Written by Jeff Vorva
Parents of youth league baseball players, what if I proposed this scenario to you?
If I told you that your kid would pitch in 11 seasons in the major leagues and make millions, you would likely tell me “Great!” and maybe turn a cartwheel or two.
If I told you, he might not be a superstar and might bounce around the league a little, including a couple of years with the Cubs, you might not want to turn that cartwheel, but you would have to admit it’s a pretty sweet scenario.
It’s all a matter of perspective.
For a dude named Todd Van Poppel, it wasn’t all that special.
A few weeks ago, my daughter was playing volleyball at this massive national qualifying tournament at McCormack Place and there were thousands of players, coaches and parents milling about. While I was chatting with another parent, a long distance away in this sea of humanity, there was former major league pitcher Todd Van Poppel purchasing some tournament shirts.
I wanted to chase him down and say hello to him, but he was too far away.
He played with the Cubs when I covered the team in 2000 and 2001 and he may or may not have remembered me. Arguably, those were the two best seasons of his career as the setup man and racked up ERAs of 3.75 and 2.52 in his pair of years on the North Side.
By the time he reached the Cubs he was 29. He wasn’t the friendliest guy in the locker room but I was able to have a few decent conversations with him. By that time, he was beaten over the head over and over by fans and media about what a failure he was.
See, when he was in high school, he was supposed to be the next great thing.
He was going to be another Nolan Ryan.
He was a “can’t-miss” prospect.
In happier times, he was 11-3 with a 0.97 ERA and 170 strikeouts as a senior in Arlington, Texas. The world was his oyster.
The Atlanta Braves were so geeked about him, they were all set to draft him in the first round. But legend has it that Van Poppel told the Braves no and they looked in another direction. They picked up an infielder named Larry Wayne Jones, Jr.
His nickname is “Chipper.’’
Chipper went on to have a pretty good career.
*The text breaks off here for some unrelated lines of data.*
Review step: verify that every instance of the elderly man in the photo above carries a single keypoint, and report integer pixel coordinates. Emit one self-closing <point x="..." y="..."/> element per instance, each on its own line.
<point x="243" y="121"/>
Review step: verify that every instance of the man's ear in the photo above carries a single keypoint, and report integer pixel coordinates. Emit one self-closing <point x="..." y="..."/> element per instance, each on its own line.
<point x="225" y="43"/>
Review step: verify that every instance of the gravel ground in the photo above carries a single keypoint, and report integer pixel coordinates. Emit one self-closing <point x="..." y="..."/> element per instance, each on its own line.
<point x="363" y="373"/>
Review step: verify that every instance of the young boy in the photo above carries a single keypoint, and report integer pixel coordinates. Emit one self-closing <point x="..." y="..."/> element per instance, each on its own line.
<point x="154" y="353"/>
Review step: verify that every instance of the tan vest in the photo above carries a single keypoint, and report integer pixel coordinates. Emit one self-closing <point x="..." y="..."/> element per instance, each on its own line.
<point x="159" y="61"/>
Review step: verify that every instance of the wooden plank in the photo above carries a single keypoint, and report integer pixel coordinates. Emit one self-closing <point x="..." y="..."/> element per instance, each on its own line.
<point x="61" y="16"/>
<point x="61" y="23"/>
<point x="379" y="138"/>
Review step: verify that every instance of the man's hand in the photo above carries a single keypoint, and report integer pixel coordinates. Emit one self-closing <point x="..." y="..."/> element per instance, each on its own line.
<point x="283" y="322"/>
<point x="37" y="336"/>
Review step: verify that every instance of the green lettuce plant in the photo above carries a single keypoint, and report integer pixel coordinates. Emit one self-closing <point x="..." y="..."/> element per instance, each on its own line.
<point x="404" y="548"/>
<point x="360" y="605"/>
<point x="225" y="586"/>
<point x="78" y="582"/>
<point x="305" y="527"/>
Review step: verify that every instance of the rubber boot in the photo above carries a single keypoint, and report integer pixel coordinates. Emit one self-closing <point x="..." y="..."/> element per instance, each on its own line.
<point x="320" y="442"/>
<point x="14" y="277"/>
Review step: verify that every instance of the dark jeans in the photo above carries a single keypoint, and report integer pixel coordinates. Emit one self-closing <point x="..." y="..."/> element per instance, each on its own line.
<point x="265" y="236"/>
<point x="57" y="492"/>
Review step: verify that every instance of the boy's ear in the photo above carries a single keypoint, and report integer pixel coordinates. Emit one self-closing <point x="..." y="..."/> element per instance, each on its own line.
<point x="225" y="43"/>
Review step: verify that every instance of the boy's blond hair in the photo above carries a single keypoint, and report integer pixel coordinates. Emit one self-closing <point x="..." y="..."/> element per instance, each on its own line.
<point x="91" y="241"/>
He signed with Oakland, made his debut at age 19 and became one of the top 10 “Can’t miss prospects that missed” according to one website. A Facebook wiseguy who writes “Ricos Funny Quotes” said “My retirement plan is just a shoebox filled with Todd Van Poppel rookie cards.’’
When Van Poppel signed with the A’s in 1990, the team selected four pitchers with their first 36 picks and people started calling them the “Four Aces.”
Despite people thinking he was a bust, Van Poppel was the ace of the Four Aces. The others were Don Peters, Dave Zancanaro and Kirk Dressendorfer. Dressendorfer lasted a month in the majors and the other two never made it.
It’s so dangerous to play the Potential Game. So many athletes in all sports have been the victims of too much hype before they even perform at the highest level. When they don’t live up to that hype, people resent them.
Look, I don’t remember Van Poppel telling the world he was going to be the next great thing. He wasn’t bragging that he would be a Hall of Fame pitcher. He was just a great high school pitcher whose career was seemingly mapped out by others. And it didn’t work out like they thought it would.
Here’s what I like about Van Poppel – he didn’t flame out at a young age and go home. He took all of the demotions to the minor leagues and from being a big-name starter to a near anonymous reliever and still put the work in and did what it took to spend more than a decade in the majors.
That’s not a glorious accomplishment, but it’s a pretty difficult one.
At 6-foot-5, he can hold his head high, literally and figuratively.
He was in Chicago to watch his daughter, Halee, play for the 16 Mizuno Ray team out of Texas, which finished 14th in the 16-year-old open division. His daughter is getting a lot of positive press and will likely get a lot more before she graduates from high school in 2017.
If she gets a little too much love from the media and her head starts filling with thoughts about her greatness, her old man should be able to give some good perspective on that topic.